Best Practices for Managing SCDs in MDM

  1. Use semantic defaults. Avoid nulls. Use values like UNKNOWN, NOT_PROVIDED, or PENDING_APPROVAL.
  2. Log every change. Even if your golden record overwrites values, track the delta in a side table.
  3. Version records. Use EffectiveStartDate and EffectiveEndDate or a VersionNumber.
  4. Mark current rows. Use a IsCurrent = 1 flag for querying ease.
  5. Validate source trust. Don’t let low-trust sources trigger high-impact changes.
  6. Design for purpose-built views. APIs and analytics consumers don’t need the full record.

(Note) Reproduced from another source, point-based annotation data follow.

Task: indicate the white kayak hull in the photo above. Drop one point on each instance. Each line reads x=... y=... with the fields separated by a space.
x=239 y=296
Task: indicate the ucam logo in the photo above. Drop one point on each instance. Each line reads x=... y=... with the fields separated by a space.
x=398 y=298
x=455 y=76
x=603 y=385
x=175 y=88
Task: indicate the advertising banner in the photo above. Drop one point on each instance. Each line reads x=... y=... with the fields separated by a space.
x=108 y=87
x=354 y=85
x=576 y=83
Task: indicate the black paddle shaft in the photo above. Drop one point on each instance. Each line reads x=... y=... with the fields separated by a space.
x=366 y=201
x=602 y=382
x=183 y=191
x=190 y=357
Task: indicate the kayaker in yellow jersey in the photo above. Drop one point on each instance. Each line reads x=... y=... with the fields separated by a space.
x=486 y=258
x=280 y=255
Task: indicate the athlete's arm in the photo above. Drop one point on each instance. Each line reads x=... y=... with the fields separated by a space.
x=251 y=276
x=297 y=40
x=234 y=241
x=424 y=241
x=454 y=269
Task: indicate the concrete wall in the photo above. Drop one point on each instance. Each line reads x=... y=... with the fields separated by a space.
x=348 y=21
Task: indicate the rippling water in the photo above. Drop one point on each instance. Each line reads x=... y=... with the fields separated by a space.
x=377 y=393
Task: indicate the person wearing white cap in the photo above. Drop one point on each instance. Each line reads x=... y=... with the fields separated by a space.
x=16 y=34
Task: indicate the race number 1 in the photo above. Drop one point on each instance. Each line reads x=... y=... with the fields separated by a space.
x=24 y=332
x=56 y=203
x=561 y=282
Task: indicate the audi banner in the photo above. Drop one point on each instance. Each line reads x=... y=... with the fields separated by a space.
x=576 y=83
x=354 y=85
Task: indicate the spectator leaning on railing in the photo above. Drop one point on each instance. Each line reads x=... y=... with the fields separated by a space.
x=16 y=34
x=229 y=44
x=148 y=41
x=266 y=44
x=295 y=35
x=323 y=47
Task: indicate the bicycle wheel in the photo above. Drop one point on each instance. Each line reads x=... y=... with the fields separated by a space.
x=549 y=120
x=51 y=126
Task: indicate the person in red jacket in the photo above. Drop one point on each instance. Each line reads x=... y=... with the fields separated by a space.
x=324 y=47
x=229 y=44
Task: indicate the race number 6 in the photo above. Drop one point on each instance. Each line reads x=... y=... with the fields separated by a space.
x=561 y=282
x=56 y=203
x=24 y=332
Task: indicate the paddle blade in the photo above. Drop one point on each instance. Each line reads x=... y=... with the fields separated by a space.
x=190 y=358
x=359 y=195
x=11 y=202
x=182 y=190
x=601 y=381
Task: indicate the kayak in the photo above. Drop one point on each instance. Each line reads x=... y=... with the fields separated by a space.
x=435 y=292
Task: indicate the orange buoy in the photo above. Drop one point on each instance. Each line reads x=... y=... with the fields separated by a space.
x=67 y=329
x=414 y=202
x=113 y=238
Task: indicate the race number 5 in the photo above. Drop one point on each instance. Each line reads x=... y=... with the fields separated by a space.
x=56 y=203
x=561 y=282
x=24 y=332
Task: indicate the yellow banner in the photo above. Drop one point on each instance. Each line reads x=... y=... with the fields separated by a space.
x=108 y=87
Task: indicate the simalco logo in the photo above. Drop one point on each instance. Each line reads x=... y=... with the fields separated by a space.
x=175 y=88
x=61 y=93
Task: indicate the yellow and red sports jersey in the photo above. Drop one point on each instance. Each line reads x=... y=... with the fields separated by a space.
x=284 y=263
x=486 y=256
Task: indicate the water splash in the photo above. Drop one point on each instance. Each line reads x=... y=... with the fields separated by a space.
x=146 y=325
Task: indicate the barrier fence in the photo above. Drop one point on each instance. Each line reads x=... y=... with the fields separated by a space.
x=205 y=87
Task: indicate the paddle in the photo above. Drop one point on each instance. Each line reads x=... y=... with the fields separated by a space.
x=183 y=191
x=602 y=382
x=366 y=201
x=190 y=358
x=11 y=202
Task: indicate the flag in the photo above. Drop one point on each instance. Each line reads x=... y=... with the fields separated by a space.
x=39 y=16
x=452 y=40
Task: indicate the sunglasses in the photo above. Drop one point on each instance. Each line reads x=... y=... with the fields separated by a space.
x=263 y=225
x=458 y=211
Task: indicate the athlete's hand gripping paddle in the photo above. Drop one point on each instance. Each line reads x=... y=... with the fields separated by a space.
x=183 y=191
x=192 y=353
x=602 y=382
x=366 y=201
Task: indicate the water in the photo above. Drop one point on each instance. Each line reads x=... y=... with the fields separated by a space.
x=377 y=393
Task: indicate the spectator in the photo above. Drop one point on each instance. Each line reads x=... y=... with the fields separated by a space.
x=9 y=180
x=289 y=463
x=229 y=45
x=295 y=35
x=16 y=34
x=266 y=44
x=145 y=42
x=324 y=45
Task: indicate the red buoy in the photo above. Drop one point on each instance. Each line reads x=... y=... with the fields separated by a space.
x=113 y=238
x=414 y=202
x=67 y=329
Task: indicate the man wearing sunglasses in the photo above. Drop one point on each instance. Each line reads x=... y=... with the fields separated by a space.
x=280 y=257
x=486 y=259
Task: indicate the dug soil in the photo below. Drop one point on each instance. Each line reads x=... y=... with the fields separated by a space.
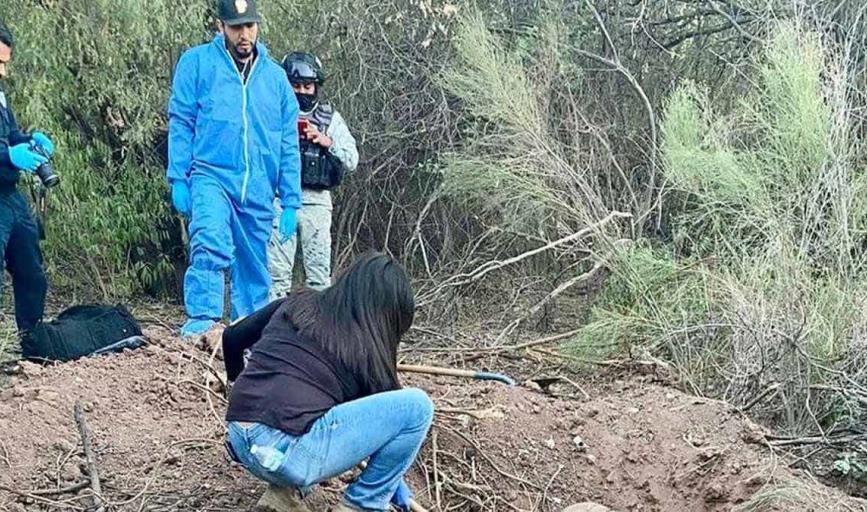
x=155 y=422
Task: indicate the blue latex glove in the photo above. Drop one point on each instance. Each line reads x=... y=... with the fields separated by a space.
x=402 y=498
x=43 y=140
x=288 y=224
x=24 y=158
x=181 y=198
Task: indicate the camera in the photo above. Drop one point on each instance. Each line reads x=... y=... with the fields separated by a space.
x=46 y=173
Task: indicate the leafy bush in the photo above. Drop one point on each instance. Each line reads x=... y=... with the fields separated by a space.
x=766 y=209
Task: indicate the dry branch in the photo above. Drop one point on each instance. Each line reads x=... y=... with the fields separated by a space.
x=90 y=459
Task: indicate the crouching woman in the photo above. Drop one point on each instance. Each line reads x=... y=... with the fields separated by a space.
x=320 y=394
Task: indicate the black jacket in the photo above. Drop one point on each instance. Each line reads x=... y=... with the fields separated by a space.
x=10 y=135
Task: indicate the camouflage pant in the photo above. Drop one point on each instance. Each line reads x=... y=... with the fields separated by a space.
x=314 y=231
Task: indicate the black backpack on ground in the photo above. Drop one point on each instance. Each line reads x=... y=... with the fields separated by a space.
x=81 y=331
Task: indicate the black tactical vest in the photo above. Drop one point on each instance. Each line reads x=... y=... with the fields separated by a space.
x=320 y=170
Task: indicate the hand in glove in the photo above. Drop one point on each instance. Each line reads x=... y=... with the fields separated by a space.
x=288 y=224
x=43 y=140
x=402 y=498
x=25 y=158
x=181 y=199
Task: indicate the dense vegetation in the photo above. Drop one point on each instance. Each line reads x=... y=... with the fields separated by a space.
x=700 y=161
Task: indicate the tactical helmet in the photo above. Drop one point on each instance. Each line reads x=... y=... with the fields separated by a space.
x=303 y=67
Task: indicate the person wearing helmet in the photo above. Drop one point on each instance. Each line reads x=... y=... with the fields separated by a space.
x=328 y=151
x=233 y=146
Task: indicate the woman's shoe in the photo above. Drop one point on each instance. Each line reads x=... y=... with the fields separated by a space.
x=281 y=499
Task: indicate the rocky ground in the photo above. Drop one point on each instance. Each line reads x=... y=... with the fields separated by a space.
x=625 y=440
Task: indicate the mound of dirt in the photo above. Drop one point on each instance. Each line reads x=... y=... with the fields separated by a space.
x=155 y=417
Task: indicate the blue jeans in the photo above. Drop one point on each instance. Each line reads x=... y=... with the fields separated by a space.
x=388 y=428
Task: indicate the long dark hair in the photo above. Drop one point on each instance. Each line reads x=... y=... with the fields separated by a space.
x=360 y=318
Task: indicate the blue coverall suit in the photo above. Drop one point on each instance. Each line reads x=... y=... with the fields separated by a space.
x=19 y=236
x=236 y=142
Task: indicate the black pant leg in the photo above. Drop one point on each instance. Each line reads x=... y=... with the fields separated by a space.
x=24 y=263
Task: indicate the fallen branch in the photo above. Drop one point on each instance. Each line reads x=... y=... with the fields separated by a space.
x=89 y=457
x=490 y=266
x=453 y=372
x=65 y=490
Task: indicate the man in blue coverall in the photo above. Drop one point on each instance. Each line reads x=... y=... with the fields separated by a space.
x=233 y=143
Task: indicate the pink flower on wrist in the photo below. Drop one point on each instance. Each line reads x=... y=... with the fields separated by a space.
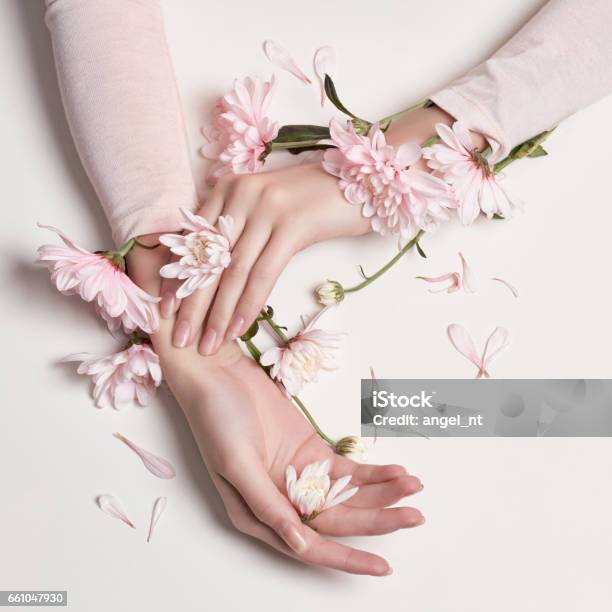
x=99 y=278
x=476 y=186
x=375 y=175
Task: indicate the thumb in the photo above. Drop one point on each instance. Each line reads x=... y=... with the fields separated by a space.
x=169 y=302
x=268 y=504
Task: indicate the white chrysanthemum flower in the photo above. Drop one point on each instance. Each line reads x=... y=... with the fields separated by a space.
x=330 y=293
x=122 y=378
x=301 y=359
x=204 y=252
x=311 y=494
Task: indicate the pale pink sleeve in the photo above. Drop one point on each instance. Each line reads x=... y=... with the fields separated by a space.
x=558 y=63
x=122 y=105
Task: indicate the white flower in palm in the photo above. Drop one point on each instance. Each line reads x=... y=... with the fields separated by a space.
x=301 y=359
x=204 y=252
x=311 y=493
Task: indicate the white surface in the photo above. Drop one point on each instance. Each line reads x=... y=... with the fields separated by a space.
x=511 y=524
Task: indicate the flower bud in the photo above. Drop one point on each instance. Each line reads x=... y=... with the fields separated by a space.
x=330 y=293
x=352 y=447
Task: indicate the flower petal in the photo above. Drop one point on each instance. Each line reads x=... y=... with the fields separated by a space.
x=470 y=283
x=156 y=465
x=511 y=287
x=111 y=506
x=158 y=508
x=280 y=57
x=462 y=341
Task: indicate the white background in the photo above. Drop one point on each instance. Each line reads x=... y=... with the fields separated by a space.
x=512 y=524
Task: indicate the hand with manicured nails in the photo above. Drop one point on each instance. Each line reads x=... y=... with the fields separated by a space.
x=275 y=214
x=248 y=433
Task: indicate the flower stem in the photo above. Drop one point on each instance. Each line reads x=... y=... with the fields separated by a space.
x=385 y=121
x=256 y=354
x=525 y=149
x=126 y=248
x=277 y=329
x=387 y=266
x=311 y=420
x=297 y=144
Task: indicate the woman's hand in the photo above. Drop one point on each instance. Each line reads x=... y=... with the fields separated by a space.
x=276 y=214
x=248 y=432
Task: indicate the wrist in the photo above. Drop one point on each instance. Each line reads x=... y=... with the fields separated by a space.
x=420 y=125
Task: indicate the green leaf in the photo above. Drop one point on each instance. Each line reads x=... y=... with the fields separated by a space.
x=251 y=332
x=539 y=151
x=332 y=94
x=298 y=150
x=299 y=133
x=362 y=273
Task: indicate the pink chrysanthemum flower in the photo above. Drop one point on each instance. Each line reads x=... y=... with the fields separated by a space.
x=129 y=376
x=95 y=277
x=312 y=492
x=303 y=357
x=240 y=130
x=204 y=252
x=374 y=174
x=476 y=186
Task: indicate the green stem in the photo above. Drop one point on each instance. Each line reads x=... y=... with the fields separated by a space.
x=126 y=248
x=256 y=354
x=297 y=144
x=406 y=111
x=387 y=266
x=311 y=420
x=523 y=150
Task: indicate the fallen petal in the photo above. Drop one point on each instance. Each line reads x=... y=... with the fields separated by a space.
x=470 y=283
x=452 y=286
x=462 y=341
x=156 y=465
x=512 y=288
x=498 y=340
x=280 y=57
x=158 y=509
x=111 y=506
x=324 y=63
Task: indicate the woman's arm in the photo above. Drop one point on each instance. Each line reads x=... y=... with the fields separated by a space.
x=119 y=92
x=558 y=63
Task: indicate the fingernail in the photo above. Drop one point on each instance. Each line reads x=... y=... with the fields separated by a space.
x=181 y=334
x=166 y=306
x=235 y=327
x=293 y=538
x=208 y=341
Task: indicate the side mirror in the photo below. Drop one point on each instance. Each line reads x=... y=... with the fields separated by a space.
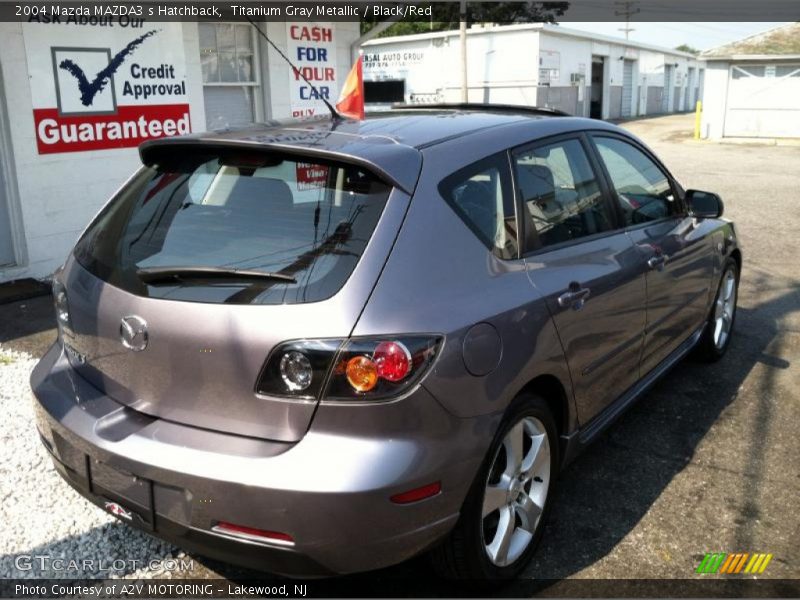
x=704 y=205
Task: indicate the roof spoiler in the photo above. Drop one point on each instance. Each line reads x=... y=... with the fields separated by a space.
x=396 y=164
x=478 y=106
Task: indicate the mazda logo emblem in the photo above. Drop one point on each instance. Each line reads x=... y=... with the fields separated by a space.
x=133 y=333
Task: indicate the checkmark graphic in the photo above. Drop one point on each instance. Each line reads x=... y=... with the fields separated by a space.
x=90 y=89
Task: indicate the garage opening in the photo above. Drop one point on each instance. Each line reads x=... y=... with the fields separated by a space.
x=627 y=88
x=596 y=104
x=668 y=82
x=762 y=101
x=384 y=92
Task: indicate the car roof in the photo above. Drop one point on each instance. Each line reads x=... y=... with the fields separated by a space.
x=388 y=143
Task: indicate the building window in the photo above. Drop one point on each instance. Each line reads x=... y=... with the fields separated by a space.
x=229 y=63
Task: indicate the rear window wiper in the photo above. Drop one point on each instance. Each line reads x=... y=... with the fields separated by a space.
x=166 y=274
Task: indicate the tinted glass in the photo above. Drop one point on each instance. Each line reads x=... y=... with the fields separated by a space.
x=481 y=195
x=560 y=193
x=642 y=187
x=305 y=221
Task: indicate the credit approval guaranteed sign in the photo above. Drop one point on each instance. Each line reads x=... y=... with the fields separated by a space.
x=105 y=86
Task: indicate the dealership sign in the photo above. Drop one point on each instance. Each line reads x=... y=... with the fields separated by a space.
x=312 y=49
x=100 y=87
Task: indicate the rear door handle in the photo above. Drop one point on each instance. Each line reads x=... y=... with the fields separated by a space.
x=657 y=262
x=575 y=297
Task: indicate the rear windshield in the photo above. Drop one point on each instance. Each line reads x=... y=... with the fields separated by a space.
x=205 y=228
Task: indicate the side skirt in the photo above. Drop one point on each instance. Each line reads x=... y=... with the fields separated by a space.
x=574 y=443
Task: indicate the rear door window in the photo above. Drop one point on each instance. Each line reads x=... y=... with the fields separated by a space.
x=301 y=224
x=643 y=190
x=561 y=195
x=481 y=196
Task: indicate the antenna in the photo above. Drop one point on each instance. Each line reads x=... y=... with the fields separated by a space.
x=335 y=116
x=627 y=10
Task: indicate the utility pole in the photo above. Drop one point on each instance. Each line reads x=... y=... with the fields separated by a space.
x=626 y=8
x=463 y=40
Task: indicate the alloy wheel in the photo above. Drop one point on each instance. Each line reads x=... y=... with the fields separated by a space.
x=724 y=309
x=516 y=491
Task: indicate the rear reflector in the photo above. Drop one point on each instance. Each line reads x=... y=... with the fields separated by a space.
x=417 y=494
x=252 y=534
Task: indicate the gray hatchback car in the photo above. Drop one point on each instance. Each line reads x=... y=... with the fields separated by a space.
x=324 y=347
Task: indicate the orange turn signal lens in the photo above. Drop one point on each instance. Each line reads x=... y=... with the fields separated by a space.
x=362 y=373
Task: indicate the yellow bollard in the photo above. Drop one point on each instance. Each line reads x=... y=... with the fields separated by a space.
x=697 y=115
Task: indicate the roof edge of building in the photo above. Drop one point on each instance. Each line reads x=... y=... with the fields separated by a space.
x=538 y=27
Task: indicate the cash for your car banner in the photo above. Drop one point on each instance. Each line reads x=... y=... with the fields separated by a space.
x=105 y=86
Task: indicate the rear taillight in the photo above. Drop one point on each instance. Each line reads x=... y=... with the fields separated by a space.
x=358 y=368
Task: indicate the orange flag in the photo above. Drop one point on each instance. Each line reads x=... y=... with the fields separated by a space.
x=351 y=99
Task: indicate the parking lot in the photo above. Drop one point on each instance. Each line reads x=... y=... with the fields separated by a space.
x=706 y=462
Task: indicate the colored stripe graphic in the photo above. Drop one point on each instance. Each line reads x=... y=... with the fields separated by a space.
x=711 y=562
x=721 y=562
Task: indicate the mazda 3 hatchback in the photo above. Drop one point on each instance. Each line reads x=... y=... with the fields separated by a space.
x=324 y=347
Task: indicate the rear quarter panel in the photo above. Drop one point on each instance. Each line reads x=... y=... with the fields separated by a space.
x=440 y=278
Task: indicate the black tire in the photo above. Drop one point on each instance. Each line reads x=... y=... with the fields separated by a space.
x=708 y=349
x=463 y=554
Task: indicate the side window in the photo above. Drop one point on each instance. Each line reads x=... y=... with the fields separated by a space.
x=642 y=187
x=481 y=196
x=560 y=193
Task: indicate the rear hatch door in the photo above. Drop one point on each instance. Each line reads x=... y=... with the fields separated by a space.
x=204 y=263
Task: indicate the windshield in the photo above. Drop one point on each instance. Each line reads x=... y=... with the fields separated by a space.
x=207 y=222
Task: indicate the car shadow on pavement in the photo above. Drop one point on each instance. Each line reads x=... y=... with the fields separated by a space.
x=607 y=491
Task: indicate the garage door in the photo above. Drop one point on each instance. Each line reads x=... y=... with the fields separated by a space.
x=667 y=88
x=627 y=87
x=763 y=101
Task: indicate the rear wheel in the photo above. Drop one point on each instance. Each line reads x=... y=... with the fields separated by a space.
x=719 y=328
x=503 y=516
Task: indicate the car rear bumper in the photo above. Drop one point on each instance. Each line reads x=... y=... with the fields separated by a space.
x=330 y=491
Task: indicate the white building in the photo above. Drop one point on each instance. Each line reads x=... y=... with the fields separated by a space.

Tool-Specific Implementation Tips

SQL Server (T-SQL):

  • Use MERGE statements with versioning logic
  • Add system-versioned temporal tables for audit
MERGE dbo.Customer AS Target
USING staging.Customer AS Source
ON Target.CustomerID = Source.CustomerID
WHEN MATCHED AND Target.Email <> Source.Email
    THEN UPDATE SET Target.Email = Source.Email;


Informatica MDM:

  • Leverage trust scores per source system
  • Use the Change Tracking feature for Type 2 behavior

Azure Data Factory:

  • Use Data Flow SCD transformations (Type 1, Type 2 built-in)
  • Connect to Delta Lake or SQL DB for history tables

Real-World Use Cases

Type 1: Correct a customer’s name typo. No need to keep the old misspelling.

Type 2: Keep historical product category assignments for reporting periods.

Type 3: Store both current and previous region for active store routing.

Type 6: Track changes to customer status and tier while preserving contact details.

MDM Architecture Patterns for SCDs

Store once, serve many.

  • Keep a core record with full history
  • Serve different views to consumers

Split history storage from serving layer.

  • Analytics pulls Type 2-like history
  • APIs get flattened Type 1 or 3

Audit-first design.

  • Log deltas before applying updates
  • Use triggers or pipelines to populate audit tables

Final Thought

SCDs aren’t just a BI topic, they’re central to whether your master data earns trust. The moment your MDM platform stops respecting time, it stops being useful for analytics.

Define your SCD rules. Apply them intentionally. And serve data that reflects reality, both past and present.